Plus spécifiquement en ce qui concerne la loi  « SREN », nous avons conseillé des plateformes en ligne sur leur mise en conformité aux nouvelles règles de transparence -- et autres -- sur les publicités en ligne. Nous avons également conseillé nos clients sur les nouvelles règles en matière d'informatique en nuage (« cloud »). Nous les avons par exemple conseillé sur la nécessité de revoir ou inclure certaines clauses contractuelles puisque la loi de 2024 oblige à l'interopérabilité, à la transition et à la réversibilité des données de la part des fournisseurs de services « en nuage ».
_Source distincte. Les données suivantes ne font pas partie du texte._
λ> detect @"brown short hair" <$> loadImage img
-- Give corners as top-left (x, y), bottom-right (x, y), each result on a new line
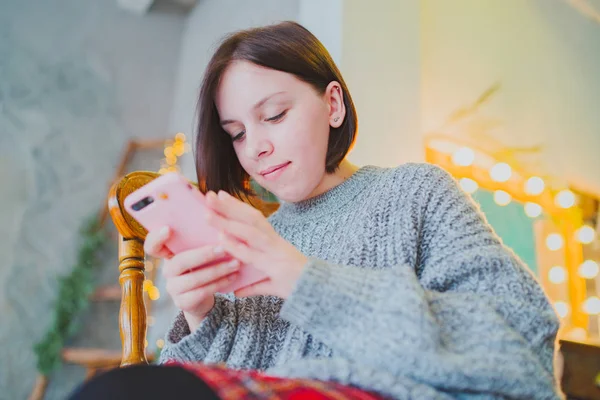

Nous avons aussi aidé des clients à déterminer quelle autorité est compétente sur quel sujet. Vous retrouverez évidemment la CNIL quand le profilage est fait avec des données personnelles. L’ARCOM est également compétente sur certains sujets tels que les deepfakes. L'ARCEP est susceptible d'intervenir dans le cadre de la transposition du « Data act ». La DGCCRF joue son rôle de « gendarme » en matière de pratiques commerciales, et l'Autorité de la concurrence est compétente pour la mise en application du DMA  (Règlement (UE) n° 2022/1925 du 14 septembre 2022, relatif aux marchés contestables et équitables dans le secteur numérique N° Lexbase : A23835XK).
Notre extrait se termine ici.